The combination of abnormally low plasma cysteine and glutamine levels, low natural killer (NK) cell activity, skeletal muscle wasting or muscle fatigue, and increased rates of urea production defines a complex of abnormalities that is tentatively called “low CG syndrome.” These symptoms are found in patients with HIV infection, cancer, major injuries, sepsis, Crohn’s disease, ulcerative colitis, chronic fatigue syndrome, and to some extent in over trained athletes. The coincidence of these symptoms in diseases of different etiological origin suggests a causal relationship.
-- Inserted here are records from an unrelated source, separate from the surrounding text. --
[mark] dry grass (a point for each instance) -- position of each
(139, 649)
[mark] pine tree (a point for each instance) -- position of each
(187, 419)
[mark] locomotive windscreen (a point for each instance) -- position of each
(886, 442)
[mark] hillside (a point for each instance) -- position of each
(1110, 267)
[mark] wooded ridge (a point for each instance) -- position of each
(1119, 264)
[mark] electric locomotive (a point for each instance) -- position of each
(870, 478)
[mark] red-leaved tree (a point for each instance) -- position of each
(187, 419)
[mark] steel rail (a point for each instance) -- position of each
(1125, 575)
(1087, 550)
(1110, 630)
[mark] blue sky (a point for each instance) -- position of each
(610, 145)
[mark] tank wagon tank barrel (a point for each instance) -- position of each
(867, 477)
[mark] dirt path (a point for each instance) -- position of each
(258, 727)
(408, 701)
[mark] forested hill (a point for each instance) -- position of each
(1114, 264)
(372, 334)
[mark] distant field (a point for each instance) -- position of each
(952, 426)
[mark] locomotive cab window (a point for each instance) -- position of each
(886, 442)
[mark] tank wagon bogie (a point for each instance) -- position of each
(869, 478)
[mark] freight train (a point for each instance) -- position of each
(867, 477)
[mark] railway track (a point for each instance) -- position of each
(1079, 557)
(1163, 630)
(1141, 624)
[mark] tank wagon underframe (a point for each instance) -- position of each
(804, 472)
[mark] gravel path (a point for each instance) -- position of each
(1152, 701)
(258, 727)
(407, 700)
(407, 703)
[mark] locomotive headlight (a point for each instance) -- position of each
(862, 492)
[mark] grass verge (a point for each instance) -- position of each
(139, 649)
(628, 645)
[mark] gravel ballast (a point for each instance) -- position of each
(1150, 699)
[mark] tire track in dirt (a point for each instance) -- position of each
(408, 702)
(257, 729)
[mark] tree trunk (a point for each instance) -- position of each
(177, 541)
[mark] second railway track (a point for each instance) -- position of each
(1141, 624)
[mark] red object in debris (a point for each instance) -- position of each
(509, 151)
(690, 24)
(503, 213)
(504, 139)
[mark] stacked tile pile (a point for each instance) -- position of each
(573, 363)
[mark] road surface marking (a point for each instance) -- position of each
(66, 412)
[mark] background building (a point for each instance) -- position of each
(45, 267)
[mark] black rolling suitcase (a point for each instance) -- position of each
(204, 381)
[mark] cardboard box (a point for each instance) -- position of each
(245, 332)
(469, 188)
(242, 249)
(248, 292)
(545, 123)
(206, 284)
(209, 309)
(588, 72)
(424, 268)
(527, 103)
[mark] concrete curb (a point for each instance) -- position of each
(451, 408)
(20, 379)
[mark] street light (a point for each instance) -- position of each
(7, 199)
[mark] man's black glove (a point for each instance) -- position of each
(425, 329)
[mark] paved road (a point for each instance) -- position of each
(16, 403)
The low NK cell activity in most cases is not life threatening, but may be disastrous in HIV infection because it may compromise the initially stable balance between the immune system and virus, and trigger disease progression.
This hypothesis is supported by the coincidence observed between the decrease of CD4+ T cells and a decrease in the plasma cysteine level. In addition, recent studies revealed important clues about the role of cysteine and Glutathione in the development of skeletal muscle wasting. Evidence suggests that:
1) The cysteine level is regulated primarily by the normal post absorptive skeletal muscle protein catabolism.
2) The cysteine level itself is a physiological regulator of nitrogen balance and body cell mass.
3) The cysteine-mediated regulatory circuit is compromised in various catabolic conditions, including old age
4) Cysteine supplementation may be a useful therapy if combined with disease-specific treatments such as antiviral therapy in HIV infection
1. Biochemical Pharmacology 47:2113-2123 1994
2. Droege W, Holm E. Role of cysteine and glutathione HIV-wasting and other diseases associated with muscle wasting and immunoglobulin function. FASEB J 1997; 11:10771089
3. Whey Protein Report, Current Concepts on Whey Protein Usage, Prepared for The Cleveland Eye Clinic, by: David Marshall, Jr., O.D., Ph.D., Consult.